Given the medication single dose weight is known from the single dose weight the user or caregiver has input in the application 114 or utilized the application 114 in conjunction with the monitoring station 104 or its load cell arrangement 120 to measure the weight or other Medication Data during the prescription setup, the application 114 is operable to estimate whether a dose was removed from the medication container 106.

For example if one dose weighs 1 gram and the system 200 measures a net weight at Lift Event of −10 grams followed by a measuring a net weight at Placement Event of +9 grams, the system 200 calculates a net −1 grams or less one dose. All the computation, storage, pattern forming, comparing, and analysis can be performed on the monitoring station 104 or partially on the monitoring station 104 and partially on at least one of the remote server 208 and computing device 116.

On the remote server 208 and/or on the application 114, each dosage change is tagged with a time stamp at which data was received at the server 208 or computing device 116. This time stamp indicates when the dosage was consumed or added.

The time and the dosage consumed is then compared against the prescription or Medication Data entered for the medication corresponding to that monitoring station 104 on the server 208 software and/or the application 114. The server 208 and/or the application 114 calculates the next time a dosage should be taken and restarts the interval timer based on the user input interval entered in the application 114. If the server receives proper event indicating the user has taken the right amount and quantity of the dosage at a specified time then it resets the timer for the next time the user needs to take a dose. If the server did not receive the correct dosage change event at the corresponding time, it will notify the user and/or caregiver that the prescription intake is due or overdue, or potentially consumed at a higher or lower dose than that prescribed.

In various embodiments, the notifications can occur in one or more manners. In various aspects, the notification can be displayed on the computing device 116, sent via text message or email to the user or caregiver, sent from the server 208 to the corresponding monitoring station 104, triggering that monitoring station 104 to display a visual indication such as light flashing via indicator lights 212 at the that station 104, or playing a sound or a prerecorded audio via speaker 214.

It is understood that a nutriment track and alert system according to various embodiments can be configured to leverage an aspect of a weight-measuring and communication system and protocol to achieve stated and unstated functions or goals.

For example, in one embodiment, the application 114 can receive a preferred pharmacy information and pharmacy systems can serve as a gateway or web server. In such applications, for each medication container 106 the corresponding monitoring station 104 having with the weight-measuring system 118 or other suitable weight-measuring system can detect when all the medication therein has been consumed based on the quantity and weight of each dose entered in the application 114 and communicated to the corresponding monitoring station 104. The monitoring station 104 and/or the application 114 can be programmed or configured to communicate through a communication as stated above or similar communication protocol to the user's or caregiver's computing device 116 and/or to the pharmacy system to automatically trigger a refill order if one is available in the corresponding prescription.

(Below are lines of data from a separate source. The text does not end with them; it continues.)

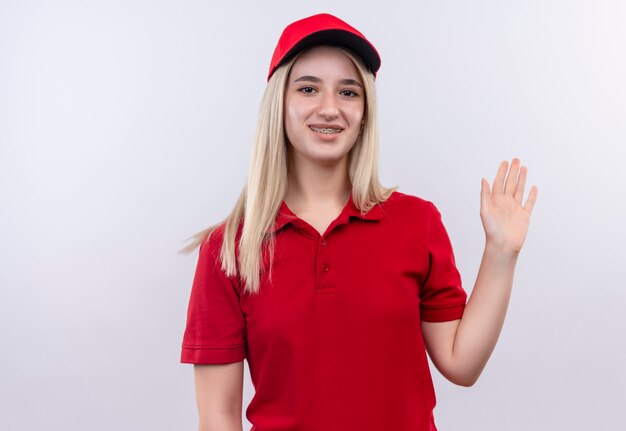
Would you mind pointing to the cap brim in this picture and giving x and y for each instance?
(337, 37)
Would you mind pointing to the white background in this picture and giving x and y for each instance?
(126, 126)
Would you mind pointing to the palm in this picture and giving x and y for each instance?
(504, 218)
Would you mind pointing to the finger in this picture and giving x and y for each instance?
(511, 179)
(484, 191)
(498, 181)
(521, 183)
(532, 198)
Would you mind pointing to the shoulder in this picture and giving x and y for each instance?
(408, 204)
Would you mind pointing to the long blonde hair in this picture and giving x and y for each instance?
(266, 186)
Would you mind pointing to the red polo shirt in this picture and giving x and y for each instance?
(335, 343)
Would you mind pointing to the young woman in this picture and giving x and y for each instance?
(332, 286)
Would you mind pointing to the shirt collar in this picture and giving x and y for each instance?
(286, 216)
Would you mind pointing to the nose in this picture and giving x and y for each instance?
(328, 106)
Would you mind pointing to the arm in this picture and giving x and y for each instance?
(219, 393)
(461, 348)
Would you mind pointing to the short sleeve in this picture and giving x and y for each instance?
(215, 332)
(442, 296)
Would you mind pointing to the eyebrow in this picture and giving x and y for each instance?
(317, 80)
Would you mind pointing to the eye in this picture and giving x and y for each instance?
(349, 93)
(306, 90)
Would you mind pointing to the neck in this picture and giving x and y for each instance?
(315, 186)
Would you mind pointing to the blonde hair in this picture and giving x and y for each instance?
(266, 186)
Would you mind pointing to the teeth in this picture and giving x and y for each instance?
(325, 130)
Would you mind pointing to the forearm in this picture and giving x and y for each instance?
(484, 314)
(220, 422)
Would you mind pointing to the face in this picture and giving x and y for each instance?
(324, 106)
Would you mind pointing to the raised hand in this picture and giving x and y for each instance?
(504, 218)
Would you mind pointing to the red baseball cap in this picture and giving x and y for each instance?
(321, 29)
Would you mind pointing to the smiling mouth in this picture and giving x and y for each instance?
(325, 130)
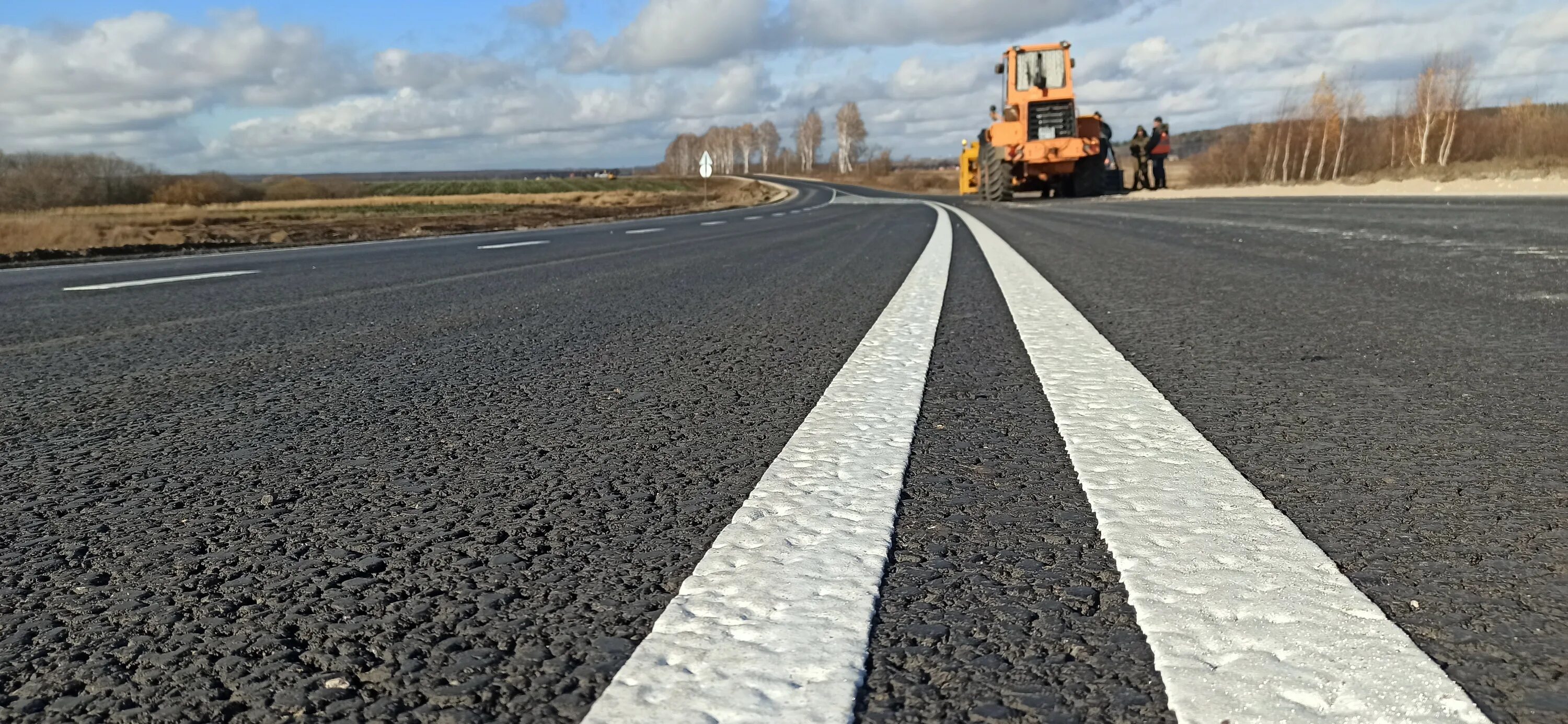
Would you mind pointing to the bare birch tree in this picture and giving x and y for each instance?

FIG. 10 is a flow diagram that illustrates a process 1000 for tracking nutriment consumption. This process may be performed by a microcontroller or similar in the system 100 or 200 or a combination of the two. Some steps of the process may also or instead be performed by the computing device 116 and/or server 208.

Block 1001 includes monitoring a weight of a nutriment container containing a plurality of nutriment doses using a weight-measuring device.

Block 1002 includes measuring and identifying a first weight differential upon lifting the nutriment container from the weight-measuring device. In some embodiments, the process detects a lift event by monitoring a load cell or similar hardware and determining whether the load value decreases more than a selected or programmed threshold over a certain time period (e.g., 1 second, 2 seconds, 5 seconds). In other embodiments, other or additional mechanisms or hardware may be used to measure the weight of the nutriment container, such as a strain gage, capacitive sensor, or the like.

Block 1003 includes measuring and identifying a second weight differential upon replacement of the nutriment container on the weight-measuring device. The process may detect a placement event by monitoring a load cell and determining whether the load value output by the load cell increases by more than a threshold amount over a specified time period.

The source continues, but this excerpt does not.